Below is an outline of student learning outcomes at yearly milestones of our Hispanic Studies Program:

First Year:

  • students will read, write, speak, and understand Spanish at the Novice-high level; and
  • students will have an initial understanding and awareness of the diversity and complexity of the Hispanic world.

Second Year:

  • students will read, write, speak, and understand Spanish at the Intermediate-mid level; and
  • students will describe and identify major regions and cultural themes in the Hispanic world.

Third Year:

  • students will read, write, speak, and understand Spanish at the Advanced-low level.
  • students will contextualize and comprehend literary texts from all major genres, and apply appropriate literary terminology; and
  • students will also examine and analyze contemporary social and political issues in the Hispanic world within the context of their historical relevance.

Fourth Year:

  • students will read, write, speak, and understand Spanish at the Advanced-mid level; and
  • students will formulate a hypothesis, research and apply critical theory to literary texts, analyze and evaluate primary and secondary sources, and identify variety of linguistic systems in the Hispanic world.

*For all references to ACTFL national guidelines, see

Senior Capstone Outcomes:

The Senior Capstone for Hispanic Studies is an extensive research project that concludes in a written paper and formal presentation to an open audience, all in Spanish.
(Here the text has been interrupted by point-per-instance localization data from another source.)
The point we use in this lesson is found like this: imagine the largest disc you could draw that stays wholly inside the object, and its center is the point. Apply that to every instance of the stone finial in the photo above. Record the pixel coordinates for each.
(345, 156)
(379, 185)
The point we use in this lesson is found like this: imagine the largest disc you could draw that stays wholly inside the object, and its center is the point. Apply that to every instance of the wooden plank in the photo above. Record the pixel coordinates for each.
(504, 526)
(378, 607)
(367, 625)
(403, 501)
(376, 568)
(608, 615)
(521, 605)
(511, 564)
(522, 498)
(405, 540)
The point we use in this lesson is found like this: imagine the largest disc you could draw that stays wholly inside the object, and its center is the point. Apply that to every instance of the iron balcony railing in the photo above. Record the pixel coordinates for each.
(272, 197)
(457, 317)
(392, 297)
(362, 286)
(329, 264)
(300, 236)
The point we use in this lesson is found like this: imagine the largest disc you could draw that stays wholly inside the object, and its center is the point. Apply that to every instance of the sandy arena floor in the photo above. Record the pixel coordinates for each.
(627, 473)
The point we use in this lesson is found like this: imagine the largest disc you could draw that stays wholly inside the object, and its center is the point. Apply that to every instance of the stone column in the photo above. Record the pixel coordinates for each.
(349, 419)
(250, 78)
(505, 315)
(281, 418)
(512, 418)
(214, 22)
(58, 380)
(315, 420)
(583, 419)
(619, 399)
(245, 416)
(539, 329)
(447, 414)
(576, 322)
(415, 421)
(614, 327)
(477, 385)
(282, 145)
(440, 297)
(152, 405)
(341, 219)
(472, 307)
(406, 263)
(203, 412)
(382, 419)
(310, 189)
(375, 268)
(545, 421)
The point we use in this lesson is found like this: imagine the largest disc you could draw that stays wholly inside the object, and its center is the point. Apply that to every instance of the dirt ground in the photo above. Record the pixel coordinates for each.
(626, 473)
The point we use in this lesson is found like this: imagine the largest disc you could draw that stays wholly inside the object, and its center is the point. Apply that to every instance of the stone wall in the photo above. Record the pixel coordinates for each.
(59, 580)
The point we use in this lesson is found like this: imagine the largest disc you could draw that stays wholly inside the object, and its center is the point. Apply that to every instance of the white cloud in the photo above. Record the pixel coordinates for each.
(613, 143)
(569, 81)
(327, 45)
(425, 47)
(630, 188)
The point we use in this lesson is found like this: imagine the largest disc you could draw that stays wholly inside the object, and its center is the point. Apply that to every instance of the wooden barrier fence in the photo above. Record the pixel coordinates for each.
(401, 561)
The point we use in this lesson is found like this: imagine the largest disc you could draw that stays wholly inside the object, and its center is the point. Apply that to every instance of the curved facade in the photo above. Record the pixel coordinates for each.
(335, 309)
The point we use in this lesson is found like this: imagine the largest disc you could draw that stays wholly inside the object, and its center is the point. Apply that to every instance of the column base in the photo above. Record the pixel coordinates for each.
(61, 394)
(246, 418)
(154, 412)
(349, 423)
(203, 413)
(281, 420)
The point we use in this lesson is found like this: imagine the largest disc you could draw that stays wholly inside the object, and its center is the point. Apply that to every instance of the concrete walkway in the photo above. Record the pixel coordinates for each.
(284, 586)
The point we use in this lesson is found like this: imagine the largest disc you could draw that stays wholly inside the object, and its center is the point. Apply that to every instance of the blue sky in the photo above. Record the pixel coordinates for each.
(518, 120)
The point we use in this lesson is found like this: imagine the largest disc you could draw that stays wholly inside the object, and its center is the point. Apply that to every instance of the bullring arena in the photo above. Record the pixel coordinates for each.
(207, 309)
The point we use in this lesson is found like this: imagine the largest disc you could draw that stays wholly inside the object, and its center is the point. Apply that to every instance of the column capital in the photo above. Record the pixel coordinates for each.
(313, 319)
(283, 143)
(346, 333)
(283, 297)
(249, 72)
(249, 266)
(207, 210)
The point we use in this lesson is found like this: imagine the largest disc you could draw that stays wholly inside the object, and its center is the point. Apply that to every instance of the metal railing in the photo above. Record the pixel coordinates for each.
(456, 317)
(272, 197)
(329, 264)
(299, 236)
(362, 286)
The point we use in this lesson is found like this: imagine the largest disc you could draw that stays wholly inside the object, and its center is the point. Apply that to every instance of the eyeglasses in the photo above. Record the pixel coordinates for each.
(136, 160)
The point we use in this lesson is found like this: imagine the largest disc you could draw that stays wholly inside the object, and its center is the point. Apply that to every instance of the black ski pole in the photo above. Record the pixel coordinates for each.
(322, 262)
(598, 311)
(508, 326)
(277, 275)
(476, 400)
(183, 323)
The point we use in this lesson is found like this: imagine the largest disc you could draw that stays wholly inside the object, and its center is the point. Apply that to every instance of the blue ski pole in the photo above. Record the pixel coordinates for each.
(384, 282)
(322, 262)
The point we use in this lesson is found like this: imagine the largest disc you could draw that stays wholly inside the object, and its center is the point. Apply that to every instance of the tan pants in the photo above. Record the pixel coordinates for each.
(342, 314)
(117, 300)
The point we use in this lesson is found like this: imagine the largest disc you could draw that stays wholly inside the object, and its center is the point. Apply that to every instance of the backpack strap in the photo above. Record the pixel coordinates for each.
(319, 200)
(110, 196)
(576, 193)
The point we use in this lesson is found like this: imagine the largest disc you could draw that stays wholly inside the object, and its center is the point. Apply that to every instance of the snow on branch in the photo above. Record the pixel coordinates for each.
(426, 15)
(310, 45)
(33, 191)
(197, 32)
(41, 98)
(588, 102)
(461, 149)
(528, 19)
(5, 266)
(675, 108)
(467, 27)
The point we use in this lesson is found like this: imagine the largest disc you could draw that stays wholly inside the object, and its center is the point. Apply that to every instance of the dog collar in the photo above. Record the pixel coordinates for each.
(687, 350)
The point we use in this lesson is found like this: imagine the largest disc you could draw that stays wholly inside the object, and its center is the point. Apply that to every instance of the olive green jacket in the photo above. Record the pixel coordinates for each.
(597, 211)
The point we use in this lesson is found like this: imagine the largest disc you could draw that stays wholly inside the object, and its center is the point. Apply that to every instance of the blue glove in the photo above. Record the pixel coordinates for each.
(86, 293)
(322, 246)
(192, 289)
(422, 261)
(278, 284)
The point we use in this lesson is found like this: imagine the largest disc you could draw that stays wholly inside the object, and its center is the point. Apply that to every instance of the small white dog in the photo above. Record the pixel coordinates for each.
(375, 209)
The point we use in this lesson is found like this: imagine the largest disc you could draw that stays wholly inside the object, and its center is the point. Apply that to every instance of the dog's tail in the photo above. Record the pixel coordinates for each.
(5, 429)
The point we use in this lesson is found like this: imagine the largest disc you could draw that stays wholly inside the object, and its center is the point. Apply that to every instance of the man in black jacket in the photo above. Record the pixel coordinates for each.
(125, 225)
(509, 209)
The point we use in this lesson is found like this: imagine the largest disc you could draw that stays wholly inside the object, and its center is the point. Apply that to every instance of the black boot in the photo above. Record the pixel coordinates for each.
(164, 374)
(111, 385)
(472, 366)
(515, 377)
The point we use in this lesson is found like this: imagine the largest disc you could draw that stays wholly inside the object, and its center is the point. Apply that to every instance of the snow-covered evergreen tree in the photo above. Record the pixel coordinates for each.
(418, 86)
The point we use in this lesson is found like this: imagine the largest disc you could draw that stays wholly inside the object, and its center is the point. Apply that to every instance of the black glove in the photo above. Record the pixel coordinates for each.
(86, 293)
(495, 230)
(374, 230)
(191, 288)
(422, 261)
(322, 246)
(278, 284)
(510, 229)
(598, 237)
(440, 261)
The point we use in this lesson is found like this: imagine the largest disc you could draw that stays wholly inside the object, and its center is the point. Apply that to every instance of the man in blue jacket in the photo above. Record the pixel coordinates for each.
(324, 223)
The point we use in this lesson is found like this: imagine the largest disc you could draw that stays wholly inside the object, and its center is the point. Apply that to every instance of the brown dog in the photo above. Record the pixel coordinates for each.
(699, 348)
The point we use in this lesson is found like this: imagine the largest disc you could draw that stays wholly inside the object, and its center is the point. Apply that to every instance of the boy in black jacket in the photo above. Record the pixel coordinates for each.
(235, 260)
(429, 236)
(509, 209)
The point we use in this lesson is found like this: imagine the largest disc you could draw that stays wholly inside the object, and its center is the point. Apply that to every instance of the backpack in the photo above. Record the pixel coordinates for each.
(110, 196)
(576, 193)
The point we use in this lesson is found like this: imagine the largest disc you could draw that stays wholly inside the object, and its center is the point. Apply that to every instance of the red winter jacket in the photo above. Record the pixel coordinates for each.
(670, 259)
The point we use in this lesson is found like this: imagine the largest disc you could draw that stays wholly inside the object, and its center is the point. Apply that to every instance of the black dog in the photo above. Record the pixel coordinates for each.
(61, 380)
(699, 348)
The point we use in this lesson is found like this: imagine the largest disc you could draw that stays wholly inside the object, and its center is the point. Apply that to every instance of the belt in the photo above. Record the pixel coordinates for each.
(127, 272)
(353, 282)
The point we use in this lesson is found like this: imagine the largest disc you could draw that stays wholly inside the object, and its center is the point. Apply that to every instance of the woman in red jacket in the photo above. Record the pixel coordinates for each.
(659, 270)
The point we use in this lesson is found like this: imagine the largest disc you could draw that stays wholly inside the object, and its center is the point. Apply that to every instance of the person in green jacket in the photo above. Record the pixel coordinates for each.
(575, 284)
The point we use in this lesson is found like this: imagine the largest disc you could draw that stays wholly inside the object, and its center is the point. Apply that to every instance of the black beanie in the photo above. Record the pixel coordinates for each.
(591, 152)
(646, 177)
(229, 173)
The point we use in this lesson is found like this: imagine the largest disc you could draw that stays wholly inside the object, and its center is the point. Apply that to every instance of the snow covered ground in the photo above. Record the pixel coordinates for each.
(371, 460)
Students will demonstrate their ability to:

  • read, write, speak, and understand Spanish at the Advanced-mid level;
  • formulate an original hypothesis to analyze and evaluate literary texts, then research and apply critical theory to support their hypothesis;
  • increase trans-linguistic competence by working simultaneously on Spanish and English texts;
    analyze and evaluate primary and secondary sources; and
  • utilize sufficient and appropriate resources, most of which are in Spanish.


Upon completion of a major in Norwegian, the student will:

  • demonstrate proficiency in Norwegian language in all four skills: reading, writing, listening, and speaking;
  • build an informed fluency of Norwegian culture within the Nordic region in its historical and contemporary contexts;
  • analyze and interpret literary texts through sound application of literary theory;
  • compare and contrast literary genres and narrative strategies as aesthetic and critical voices of human experience;
  • integrate language, culture, and literature in advanced analysis and interpretation of fiction and/or non-fiction texts or discourses;
  • argue the role of texts as diverse expressions of human experience;
  • master advanced ability to write and speak with critical sophistication and elegance; and
  • apply skills and perspectives gained in the major to an engaged understanding of diverse cultural and societal perspectives.